The data center needs to evolve to a much more efficient state as it expands to serve the cloud. Large data centers cannot tolerate wasted cost, power, or area as they compete to support cloud-based services. There are multiple industry initiatives currently underway to support the new efficient data center including:
- Server virtualization to optimize server utilization
- Data Center Bridging (DCB) to support converged data center fabrics
- FCoE to eliminate the need for additional FC fabrics
- TRILL to optimize data center fabric bandwidth utilization
- VEPA to support server virtualization through a single physical link
Another trend is to compartmentalize the data center architecture into atomic units called PODs, which look like shipping containers. Such companies as HP and Sun are developing PODs as pre-wired and pre-configured data center building blocks. These are trucked into the data center and ready to run after connection to power, cooling, and the network. An example POD block diagram is shown in Figure 1.
Figure 1. Data Center POD Block Diagram
For many smaller applications, each server can be configured as multiple virtual machines (VMs), which are connected to the fabric through a single physical port. In this case, protocols like VEPA will be used to create multiple logical connections to the fabric as shown in Fig 1. In some cases, cloud users will need to run large applications that require multiple servers in a cluster. Here, the fabric must support data center bridging (DCB) features along with low latency for high performance.
These servers will also need to access storage through the fabric using protocols such as Fibre Channel over Ethernet (FCoE), which must support lossless operation and bounded latency using DCB features. The POD must connect to the outside world using multiple high-bandwidth connections. Assuming a homogenous data center, each POD will contain network security. In addition, applications with high user volume may require a server load balancing function.

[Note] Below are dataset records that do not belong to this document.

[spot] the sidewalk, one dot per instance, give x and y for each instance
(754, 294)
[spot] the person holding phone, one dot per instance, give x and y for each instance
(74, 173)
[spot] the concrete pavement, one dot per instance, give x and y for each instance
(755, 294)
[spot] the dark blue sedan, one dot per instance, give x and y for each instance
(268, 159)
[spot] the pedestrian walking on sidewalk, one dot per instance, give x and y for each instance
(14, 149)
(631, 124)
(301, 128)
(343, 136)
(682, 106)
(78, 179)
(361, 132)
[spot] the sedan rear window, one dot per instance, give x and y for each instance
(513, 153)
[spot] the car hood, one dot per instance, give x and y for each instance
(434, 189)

Today, PODs are being developed that require several hundreds of fabric connections. Soon, these will scale to more than 1,000 fabric connections. Data center fabrics must meet these port counts while providing all of the features described above. In addition, they must do this in a very efficient manner, as every dollar, watt and square meter is critical when designing a POD.

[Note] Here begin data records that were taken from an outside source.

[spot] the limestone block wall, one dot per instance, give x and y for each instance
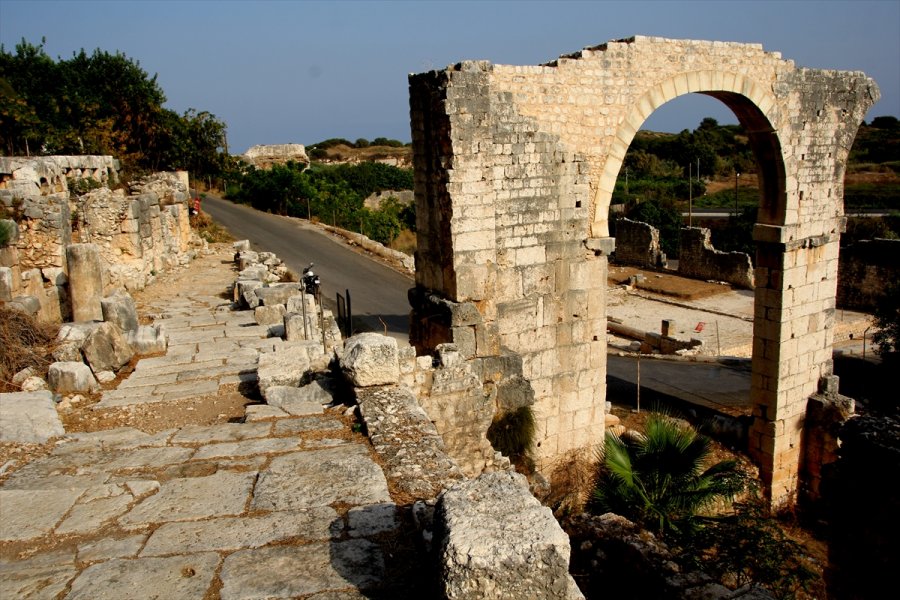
(698, 259)
(865, 269)
(511, 247)
(637, 244)
(515, 167)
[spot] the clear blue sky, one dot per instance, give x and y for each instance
(294, 71)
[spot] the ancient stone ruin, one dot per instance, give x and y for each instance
(69, 249)
(514, 172)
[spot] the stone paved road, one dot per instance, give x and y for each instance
(279, 508)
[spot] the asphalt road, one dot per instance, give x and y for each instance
(377, 292)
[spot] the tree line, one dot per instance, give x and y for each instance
(100, 103)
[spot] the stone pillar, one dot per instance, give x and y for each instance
(85, 281)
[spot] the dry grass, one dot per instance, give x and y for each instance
(571, 482)
(24, 342)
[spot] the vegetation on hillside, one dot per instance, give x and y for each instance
(100, 103)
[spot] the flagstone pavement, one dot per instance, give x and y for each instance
(292, 507)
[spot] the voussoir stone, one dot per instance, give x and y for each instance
(371, 359)
(484, 553)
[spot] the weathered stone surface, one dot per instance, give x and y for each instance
(183, 576)
(33, 384)
(85, 281)
(287, 367)
(697, 258)
(86, 517)
(28, 514)
(42, 576)
(277, 293)
(104, 549)
(289, 572)
(293, 401)
(71, 377)
(29, 417)
(373, 519)
(118, 308)
(231, 533)
(371, 359)
(219, 495)
(272, 314)
(345, 474)
(106, 349)
(484, 553)
(407, 442)
(515, 216)
(148, 339)
(7, 284)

In the late 1990s and early 2000s, proprietary switch fabrics were developed by multiple companies to serve the telecom market with features for lossless operation, guaranteed bandwidth, and fine-grained traffic management. During this same time, Ethernet fabrics were relegated to the LAN and enterprise, where latency was not important and quality of service (QoS) meant adding more bandwidth or dropping packets during congestion. In addition, many research institutions developing high-performance computing (HPC) systems used InfiniBand (IB), which was the only choice for a low-latency fabric interconnect solution.

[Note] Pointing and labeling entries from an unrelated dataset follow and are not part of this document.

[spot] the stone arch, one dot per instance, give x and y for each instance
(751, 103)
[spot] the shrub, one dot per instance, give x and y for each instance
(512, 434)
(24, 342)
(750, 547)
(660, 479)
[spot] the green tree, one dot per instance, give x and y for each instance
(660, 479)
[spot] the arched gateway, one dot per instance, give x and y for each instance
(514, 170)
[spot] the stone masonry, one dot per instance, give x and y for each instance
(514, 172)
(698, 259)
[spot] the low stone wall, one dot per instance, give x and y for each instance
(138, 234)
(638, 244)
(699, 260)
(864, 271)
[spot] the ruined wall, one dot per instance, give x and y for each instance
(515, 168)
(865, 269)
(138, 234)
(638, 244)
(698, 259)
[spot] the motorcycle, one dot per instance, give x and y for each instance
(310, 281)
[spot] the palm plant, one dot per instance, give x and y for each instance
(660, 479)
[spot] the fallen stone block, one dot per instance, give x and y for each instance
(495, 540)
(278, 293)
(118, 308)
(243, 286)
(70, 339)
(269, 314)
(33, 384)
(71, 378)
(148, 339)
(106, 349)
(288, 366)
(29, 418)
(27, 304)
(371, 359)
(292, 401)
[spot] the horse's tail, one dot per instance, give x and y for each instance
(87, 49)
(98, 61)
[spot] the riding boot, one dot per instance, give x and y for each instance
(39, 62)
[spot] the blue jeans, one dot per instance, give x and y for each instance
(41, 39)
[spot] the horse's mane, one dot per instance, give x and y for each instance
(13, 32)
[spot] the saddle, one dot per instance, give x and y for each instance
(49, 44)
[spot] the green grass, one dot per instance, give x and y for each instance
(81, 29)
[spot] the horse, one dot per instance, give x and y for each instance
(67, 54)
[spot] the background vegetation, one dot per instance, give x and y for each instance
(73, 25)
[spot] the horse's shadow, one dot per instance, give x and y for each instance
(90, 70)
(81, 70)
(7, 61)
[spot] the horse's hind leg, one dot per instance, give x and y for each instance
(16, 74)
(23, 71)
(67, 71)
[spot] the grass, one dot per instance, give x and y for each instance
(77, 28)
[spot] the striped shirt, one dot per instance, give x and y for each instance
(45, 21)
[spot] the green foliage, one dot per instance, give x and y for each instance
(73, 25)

Time has dramatically changed this landscape. Over the past three years, 10Gb Ethernet switches have emerged with congestion management and QoS features that rival proprietary telecom fabrics. As evidence of this role reversal, of the 30 or so proprietary telecom fabrics available in the year 2000, only one has survived. Even so, some companies are pushing telecom-style fabrics into the data center.
With the emergence of more feature-rich 10GbE switches, IB no longer has a monopoly on low-latency fabrics. Many HPC designs are moving to this new cost effective Ethernet solution, pushing IB further into niche applications. Because of this, the two surviving IB switch vendors are even adding Ethernet ports to their multi-chip solution.
The industry needs a cost effective fabric solution for the data center that can scale to POD-size requirements. The obvious choice is an Ethernet fabric, with converged features for clustering and storage. Adding Ethernet ports to a telecom-style fabric dramatically increases cost size and power compared to an Ethernet switch based solution that has been designed for the data center.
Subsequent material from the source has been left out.